Die nachhaltige Stadtentwicklung ist eine dauerhafte Aufgabe in der Stadt Wetter (Ruhr). Im Zuge der Vorbereitung von kurz- und mittelfristigen Förderanträgen für die neue Ziel 2- Förderperiode (2007 - 2013) hat die Stadt Wetter (Ruhr) ein Konzept erarbeitet und mit den Städten und Kreisen der Metropole Ruhr im Rahmen eines Gesamtkonzepts abgestimmt.   

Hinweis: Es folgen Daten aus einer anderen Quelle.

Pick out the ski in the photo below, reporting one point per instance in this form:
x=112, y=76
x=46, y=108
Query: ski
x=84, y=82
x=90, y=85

Projektvorschläge Wetter (Ruhr)

Die Stadt Wetter (Ruhr) hat die Projekte Umgestaltung des Freizeitgeländes Harkortberg und Revitalisierung der alten Freiheit in den Projektantrag zum Ziel 2- Programm eingebracht.
Für das Gelände des Harkortberges wurde bereits im Jahr 2005 in Zusammenarbeit mit der Fachhochschule Bochum, Fachbereich Architektur, ein Studentenwettbewerb durchgeführt, um Anregungen für eine attraktive Nutzung des Harkortberges zu erhalten. Ziel im Rahmen der Ziel 2 – Förderung ist es den Harkortberg freiraumgestalterisch und städtebaulich durch eine verbesserte und klarere Nutzungsstruktur und interessante Sport- und Freizeitangebote zu einem attraktiven Naherholungsgebiet weiter zu entwickeln.

 

Gestaltung des Freizeitgeländes Harkortberg

Die Landschaftsarchitekten Müller & Tegtmeier haben im Auftrag der Stadt Wetter (Ruhr) die Fläche überplant. Die Planskizzen stellen wir ihnen hier als pdf-Dokument zur Verfügung. Nächster Schritt soll die Veranstaltung eines Bürgerworkshops sein, in dem interessierte Bürgerinnen und Bürger ihre Ideen und Anregungen für die Nutzung der Fläche einbringen können.


Nach Vorstellung der Planer soll die Fläche im Inneren des Bogens der aktiven, sportlichen Erholung dienen (Streetball- und Multifunktionsfeld), der äußere Bereich eher Ruhe bieten. Bestandteile des Planes sind neben einem modernisierten Kinderspielplatz, befestigten Gehwegen und zusätzlichen Sitzplätzen auch ein Fitness-Parcours für Erwachsene auf dem Platz vor dem TGH-Heim sowie die Erneuerung der Turmterrassen und eine Neugestaltung des Geländes am Steilhang. Eine Mauer oder ein Geländer sollen den Hang begrenzen.


In puncto Gastronomie schlägt der Landschaftsarchitekt vor, bereits Vorhandenes auszubauen (TGH-Vereinsheim, „Berggeist” des FC Wetter und Kiosk am Kletterwald). Zur Entzerrung der Verkehrsführung würde Müller 94 Stellplätze südlich des Turmplatzes errichten. Bei Großveranstaltungen könne der Verkehr bergauf durch die Wolfgang-Reuter-Straße und bergab durch die Ardeystraße (dann als Einbahnstraßen) abfließen. Auch Shuttle-Busse sollen zum Einsatz kommen. Ein Verkehrsgutachten steht noch aus.

Kosten für die Gesamtmaßnahme: ca. 1,7 Mio. Euro.